Hasil #PraxiSurvey Vol.5 memperjelas bahwa percepatan adopsi mobil listrik tidak dapat dilepaskan dari dua faktor utama: ketersediaan infrastruktur pengisian daya yang merata dan harga jual yang kompetitif. Tanpa kombinasi keduanya, minat publik berpotensi mandek meski kesadaran akan manfaat kendaraan ramah lingkungan semakin meningkat.

“Pemerintah, produsen, dan pelaku industri pendukung harus bergerak bersama. Infrastruktur dan harga yang terjangkau akan menjadi katalis utama, sementara edukasi publik memastikan perubahan perilaku berjalan lebih cepat,” kata Garda Maharsi, Head of Research Praxis.

Jika hambatan tersebut mampu diatasi, Indonesia berpeluang besar tidak hanya sebagai pasar potensial, tetapi juga sebagai pemain penting dalam rantai pasok kendaraan listrik global.

Pemain Utama

Dengan peta jalan yang jelas, dukungan kebijakan, dan komitmen industri, masa depan kendaraan listrik di Indonesia tampak cerah. Percepatan pembangunan SPKLU, penguatan produksi baterai lokal, serta strategi penurunan harga yang realistis akan menjadi fondasi utama transisi ini.

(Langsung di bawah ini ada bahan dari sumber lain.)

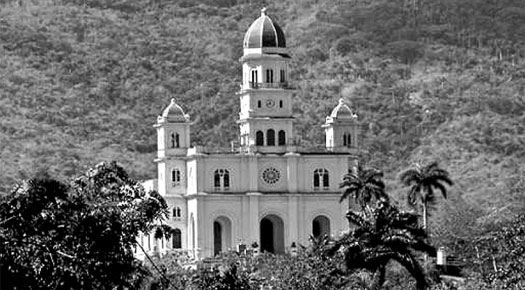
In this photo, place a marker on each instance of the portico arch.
(222, 235)
(272, 234)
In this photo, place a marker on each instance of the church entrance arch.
(272, 234)
(222, 235)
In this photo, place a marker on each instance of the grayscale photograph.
(262, 144)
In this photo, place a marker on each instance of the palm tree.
(380, 236)
(363, 183)
(422, 181)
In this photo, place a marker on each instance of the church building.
(268, 190)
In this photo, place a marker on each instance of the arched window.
(221, 179)
(176, 239)
(175, 177)
(282, 138)
(321, 179)
(270, 137)
(269, 76)
(259, 138)
(177, 212)
(321, 226)
(172, 140)
(254, 78)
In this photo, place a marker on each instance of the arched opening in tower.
(221, 235)
(272, 234)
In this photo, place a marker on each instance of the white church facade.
(269, 190)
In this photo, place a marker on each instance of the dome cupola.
(341, 112)
(173, 113)
(264, 36)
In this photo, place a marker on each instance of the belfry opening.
(272, 234)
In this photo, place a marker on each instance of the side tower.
(341, 128)
(265, 119)
(173, 141)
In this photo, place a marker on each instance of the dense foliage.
(383, 235)
(81, 235)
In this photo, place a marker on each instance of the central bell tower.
(265, 119)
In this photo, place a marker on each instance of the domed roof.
(264, 33)
(341, 112)
(173, 113)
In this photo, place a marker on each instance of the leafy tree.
(363, 184)
(500, 255)
(381, 236)
(422, 181)
(80, 235)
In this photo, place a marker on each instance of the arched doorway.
(222, 235)
(272, 234)
(320, 226)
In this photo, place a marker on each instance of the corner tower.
(341, 128)
(173, 141)
(265, 120)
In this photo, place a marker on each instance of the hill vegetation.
(83, 81)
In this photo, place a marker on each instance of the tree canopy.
(77, 235)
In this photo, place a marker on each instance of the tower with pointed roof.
(173, 141)
(269, 190)
(341, 128)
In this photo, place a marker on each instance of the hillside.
(83, 81)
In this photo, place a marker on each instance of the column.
(293, 221)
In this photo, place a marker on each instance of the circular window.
(271, 175)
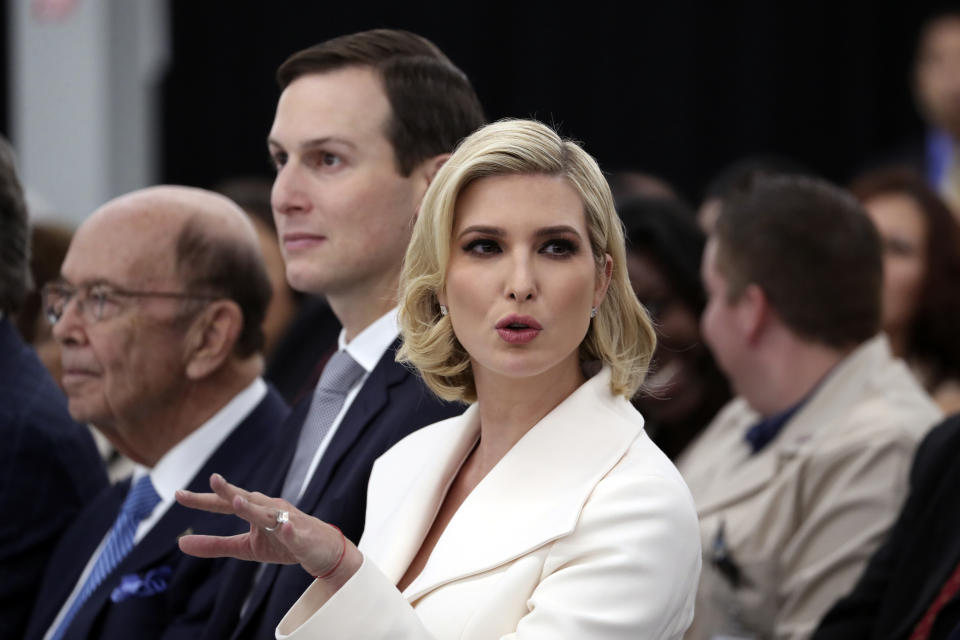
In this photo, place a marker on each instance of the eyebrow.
(315, 142)
(96, 282)
(498, 232)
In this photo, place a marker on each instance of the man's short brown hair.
(813, 251)
(432, 102)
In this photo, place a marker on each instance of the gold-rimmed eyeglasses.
(99, 301)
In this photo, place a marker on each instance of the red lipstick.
(517, 329)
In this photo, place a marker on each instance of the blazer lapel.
(399, 519)
(94, 526)
(536, 492)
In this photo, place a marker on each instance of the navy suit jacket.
(392, 403)
(921, 551)
(49, 469)
(182, 609)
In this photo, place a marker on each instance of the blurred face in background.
(938, 74)
(675, 385)
(903, 231)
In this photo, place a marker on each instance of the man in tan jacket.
(798, 478)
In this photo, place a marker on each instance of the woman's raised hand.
(295, 538)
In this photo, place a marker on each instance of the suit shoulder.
(421, 442)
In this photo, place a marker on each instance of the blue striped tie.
(140, 502)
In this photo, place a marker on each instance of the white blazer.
(583, 530)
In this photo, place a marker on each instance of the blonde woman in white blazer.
(544, 511)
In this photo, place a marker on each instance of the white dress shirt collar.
(370, 344)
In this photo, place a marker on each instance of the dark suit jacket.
(919, 554)
(181, 610)
(392, 403)
(49, 469)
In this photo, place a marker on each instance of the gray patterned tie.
(338, 377)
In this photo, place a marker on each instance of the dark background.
(677, 89)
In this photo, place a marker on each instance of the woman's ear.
(213, 335)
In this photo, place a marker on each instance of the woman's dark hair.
(934, 338)
(666, 229)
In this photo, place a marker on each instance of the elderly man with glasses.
(158, 312)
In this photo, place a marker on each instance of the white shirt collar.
(179, 465)
(371, 343)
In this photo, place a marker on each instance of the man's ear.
(432, 166)
(427, 171)
(753, 310)
(211, 338)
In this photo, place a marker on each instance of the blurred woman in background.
(921, 277)
(685, 389)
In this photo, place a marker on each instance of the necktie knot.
(340, 374)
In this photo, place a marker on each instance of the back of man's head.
(14, 235)
(433, 104)
(813, 252)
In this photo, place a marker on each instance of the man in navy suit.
(363, 123)
(49, 466)
(158, 312)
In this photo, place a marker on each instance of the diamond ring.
(282, 516)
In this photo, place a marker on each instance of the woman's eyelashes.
(559, 247)
(552, 247)
(482, 246)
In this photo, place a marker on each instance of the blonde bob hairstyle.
(621, 334)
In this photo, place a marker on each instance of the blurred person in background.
(921, 275)
(738, 179)
(685, 388)
(49, 467)
(798, 479)
(49, 243)
(937, 92)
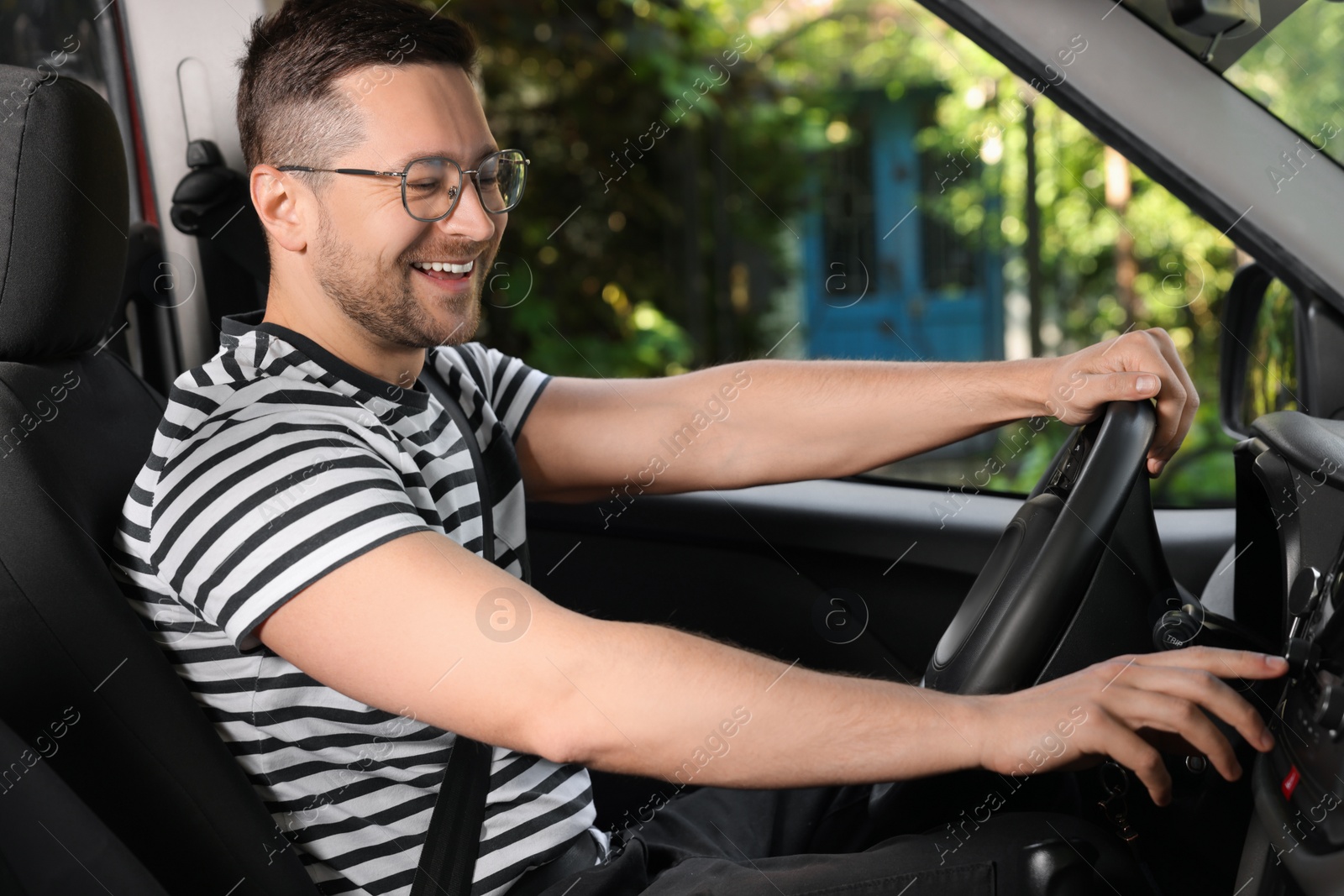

“Semua pihak harus punya tujuan yang sama, yaitu memudahkan masyarakat beralih ke kendaraan yang efisien, aman, dan ramah lingkungan,” pungkas Stephanie Sicilia, Director of Public Relations Praxis.

“Kalau ini tercapai, Indonesia bisa menjadi pemain utama di industri kendaraan listrik, bukan sekadar pasar.”

Jika sinergi tersebut terwujud, bukan tidak mungkin dalam beberapa tahun ke depan, jalanan Indonesia akan dipenuhi kendaraan listrik yang tak hanya ramah lingkungan, tapi juga terjangkau bagi semua lapisan masyarakat.